In what folks around Pittsburgh are calling one of the strangest boys basketball games in the 106-year history of the Western Pennsylvania Interscholastic Athletic League,
Mohawk Area (Bessemer, Pa.) beat
Lincoln (Ellwood City, Pa.) 51-4 last week.
We're not trying to embarrass the good folks at Lincoln here (by the way, the school goes by either Lincoln or Ellwood City). Quite the opposite.
Surely what makes the score even more odd is that Lincoln beat Mohawk 53-33 earlier in the year. By our calculations, that's a 67-point swing.

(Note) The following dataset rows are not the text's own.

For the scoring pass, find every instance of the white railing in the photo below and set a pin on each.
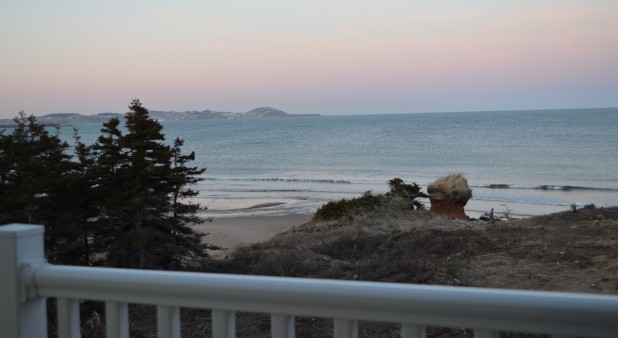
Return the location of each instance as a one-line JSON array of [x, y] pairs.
[[26, 280]]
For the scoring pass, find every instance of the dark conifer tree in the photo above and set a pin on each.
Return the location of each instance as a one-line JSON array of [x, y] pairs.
[[143, 223], [40, 184]]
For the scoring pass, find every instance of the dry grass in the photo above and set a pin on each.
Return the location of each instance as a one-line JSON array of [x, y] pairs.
[[575, 252], [453, 188]]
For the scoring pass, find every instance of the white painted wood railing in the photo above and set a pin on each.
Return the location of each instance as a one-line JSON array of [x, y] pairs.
[[26, 280]]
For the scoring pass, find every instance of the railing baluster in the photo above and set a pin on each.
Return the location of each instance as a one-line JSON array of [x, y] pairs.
[[485, 334], [117, 319], [282, 326], [345, 328], [223, 324], [168, 321], [68, 318], [413, 331]]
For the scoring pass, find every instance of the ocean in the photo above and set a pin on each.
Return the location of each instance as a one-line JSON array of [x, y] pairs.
[[521, 162]]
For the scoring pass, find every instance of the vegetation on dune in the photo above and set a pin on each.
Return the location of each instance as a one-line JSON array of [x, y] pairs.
[[346, 208], [117, 202]]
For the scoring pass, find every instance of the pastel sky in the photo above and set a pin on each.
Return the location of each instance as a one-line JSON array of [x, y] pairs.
[[326, 57]]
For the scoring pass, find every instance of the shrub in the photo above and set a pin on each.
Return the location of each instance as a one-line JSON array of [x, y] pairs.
[[409, 192], [347, 207]]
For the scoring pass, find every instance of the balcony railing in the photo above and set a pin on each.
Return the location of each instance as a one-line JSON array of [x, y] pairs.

It wasn't like the Wolverines (7-10) were missing players. The team was at full strength. Longtime coach Al Campman told the
Pittsburgh Post Dispatch, "You had to be there to comprehend it. … The word baffled doesn't do it justice."
More newsworthy than the swing or cold-shooting night – Lincoln was 1-for-38 from the floor – was how Campman dealt with the defeat. He was exemplary in every fashion.
Campman, 57, has been coaching more than 30 years. He said earlier in his career "I might have destroyed four lockers." But now, with more perspective and patience, he sees things much more clearly. It was simply one of those strange, perhaps windy and cold-shooting nights. It wasn't for a lack of effort.
To clear his mind and spin a meaningful thought on the outing, he sent out an e-mail to about 1,000 followers in his weekly "fellowship message."
"I have to continue to just coach," he wrote. "I have to coach on how to attack a zone better. I told the kids that if this is the worst thing that is ever going to happen to them in their lives, then they're going to have a successful life."
To show that Campman's message got through, that the lopsided loss and shooting performance was an aberration, the Wolverines came back and won their next game 64-43 over Laurel.